Primary Generators of Visually Evoked Field Potentials Recorded in the Macaque Auditory Cortex.

Prior studies have reported "local" field potential (LFP) responses to faces in the macaque auditory cortex and have suggested that such face-LFPs may be substrates of audiovisual integration. However, although field potentials (FPs) may reflect the synaptic currents of neurons near the recording electrode, due to the use of a distant reference electrode, they often reflect those of synaptic activity occurring in distant sites as well. Thus, FP recordings within a given brain region (e.g., auditory cortex) may be "contaminated" by activity generated elsewhere in the brain. To determine whether face responses are indeed generated within macaque auditory cortex, we recorded FPs and concomitant multiunit activity with linear array multielectrodes across auditory cortex in three macaques (one female), and applied current source density (CSD) analysis to the laminar FP profile. CSD analysis revealed no appreciable local generator contribution to the visual FP in auditory cortex, although we did note an increase in the amplitude of visual FP with cortical depth, suggesting that their generators are located below auditory cortex. In the underlying inferotemporal cortex, we found polarity inversions of the main visual FP components accompanied by robust CSD responses and large-amplitude multiunit activity.
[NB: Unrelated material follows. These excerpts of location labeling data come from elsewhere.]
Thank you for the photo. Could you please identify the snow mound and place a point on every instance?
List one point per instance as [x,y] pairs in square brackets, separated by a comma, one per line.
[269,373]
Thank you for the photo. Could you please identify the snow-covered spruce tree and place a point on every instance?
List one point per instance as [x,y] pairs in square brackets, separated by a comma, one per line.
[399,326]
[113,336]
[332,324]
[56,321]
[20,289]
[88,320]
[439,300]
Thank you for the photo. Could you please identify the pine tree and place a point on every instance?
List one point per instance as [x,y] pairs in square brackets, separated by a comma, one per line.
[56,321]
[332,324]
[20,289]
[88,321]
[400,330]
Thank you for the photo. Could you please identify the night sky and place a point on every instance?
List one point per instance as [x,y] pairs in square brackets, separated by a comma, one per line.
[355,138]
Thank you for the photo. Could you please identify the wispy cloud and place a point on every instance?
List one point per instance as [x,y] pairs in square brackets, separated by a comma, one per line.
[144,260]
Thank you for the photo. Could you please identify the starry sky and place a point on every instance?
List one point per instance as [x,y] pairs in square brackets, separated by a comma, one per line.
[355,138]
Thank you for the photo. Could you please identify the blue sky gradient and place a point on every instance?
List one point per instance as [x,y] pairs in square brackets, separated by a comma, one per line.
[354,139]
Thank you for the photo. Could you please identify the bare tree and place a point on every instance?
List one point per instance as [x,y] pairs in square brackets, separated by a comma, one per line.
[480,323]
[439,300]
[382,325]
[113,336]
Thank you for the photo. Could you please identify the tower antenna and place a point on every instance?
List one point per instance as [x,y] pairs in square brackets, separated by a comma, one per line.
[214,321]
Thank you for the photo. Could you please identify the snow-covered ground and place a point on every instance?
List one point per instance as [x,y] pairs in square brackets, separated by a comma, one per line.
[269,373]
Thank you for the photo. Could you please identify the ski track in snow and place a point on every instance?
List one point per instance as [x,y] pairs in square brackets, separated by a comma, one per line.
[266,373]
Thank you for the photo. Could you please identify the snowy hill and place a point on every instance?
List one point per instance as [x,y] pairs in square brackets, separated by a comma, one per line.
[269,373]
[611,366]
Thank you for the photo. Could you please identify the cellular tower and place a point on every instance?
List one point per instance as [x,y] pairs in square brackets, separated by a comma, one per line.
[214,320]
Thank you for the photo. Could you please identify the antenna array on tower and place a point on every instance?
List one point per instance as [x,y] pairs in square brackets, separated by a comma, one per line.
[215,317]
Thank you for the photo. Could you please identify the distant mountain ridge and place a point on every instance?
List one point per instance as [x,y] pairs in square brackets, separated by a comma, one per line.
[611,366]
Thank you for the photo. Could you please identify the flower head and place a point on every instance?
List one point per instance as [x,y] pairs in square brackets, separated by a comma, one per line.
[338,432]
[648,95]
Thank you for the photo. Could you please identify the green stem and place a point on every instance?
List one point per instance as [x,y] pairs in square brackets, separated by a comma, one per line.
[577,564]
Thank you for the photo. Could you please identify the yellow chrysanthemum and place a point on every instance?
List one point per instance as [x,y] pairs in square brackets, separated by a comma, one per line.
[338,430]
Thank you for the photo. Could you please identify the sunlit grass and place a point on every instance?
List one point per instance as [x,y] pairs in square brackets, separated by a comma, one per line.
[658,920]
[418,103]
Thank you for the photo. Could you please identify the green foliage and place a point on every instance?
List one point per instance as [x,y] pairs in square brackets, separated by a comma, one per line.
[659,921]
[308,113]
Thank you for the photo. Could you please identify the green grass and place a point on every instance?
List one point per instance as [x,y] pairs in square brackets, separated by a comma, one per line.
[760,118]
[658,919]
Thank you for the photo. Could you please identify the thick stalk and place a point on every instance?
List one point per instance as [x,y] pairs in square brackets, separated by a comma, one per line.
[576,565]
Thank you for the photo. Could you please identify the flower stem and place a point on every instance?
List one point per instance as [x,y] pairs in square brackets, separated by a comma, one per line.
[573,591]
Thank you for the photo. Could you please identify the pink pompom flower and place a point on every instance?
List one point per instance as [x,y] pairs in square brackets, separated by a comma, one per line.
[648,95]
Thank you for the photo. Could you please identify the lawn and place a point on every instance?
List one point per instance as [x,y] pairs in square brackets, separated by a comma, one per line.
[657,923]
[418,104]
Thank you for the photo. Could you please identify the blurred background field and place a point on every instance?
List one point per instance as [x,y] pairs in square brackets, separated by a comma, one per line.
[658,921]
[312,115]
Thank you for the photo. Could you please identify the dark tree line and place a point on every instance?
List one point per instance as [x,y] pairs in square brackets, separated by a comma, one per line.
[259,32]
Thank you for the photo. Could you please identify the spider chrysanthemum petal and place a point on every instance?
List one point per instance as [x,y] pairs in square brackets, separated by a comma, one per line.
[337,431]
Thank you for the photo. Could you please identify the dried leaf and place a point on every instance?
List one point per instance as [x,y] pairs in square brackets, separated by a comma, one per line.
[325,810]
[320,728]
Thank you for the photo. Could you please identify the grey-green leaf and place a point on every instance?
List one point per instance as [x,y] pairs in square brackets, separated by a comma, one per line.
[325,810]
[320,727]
These results indicate that face-evoked FP responses in auditory cortex are not generated locally but are volume-conducted from other face-responsive regions. In broader terms, our results underscore the caution that, unless far-field contamination is removed, LFPs in general may reflect such "far-field" activity, in addition to, or in absence of, local synaptic responses.SIGNIFICANCE STATEMENT Field potentials (FPs) can index neuronal population activity that is not evident in action potentials. However, due to volume conduction, FPs may reflect activity in distant neurons superimposed upon that of neurons close to the recording electrode. This is problematic as the default assumption is that FPs originate from local activity, and thus are termed "local" (LFP). We examine this general problem in the context of previously reported face-evoked FPs in macaque auditory cortex. Our findings suggest that face-FPs are indeed generated in the underlying inferotemporal cortex and volume-conducted to the auditory cortex. The note of caution raised by these findings is of particular importance for studies that seek to assign FP/LFP recordings to specific cortical layers.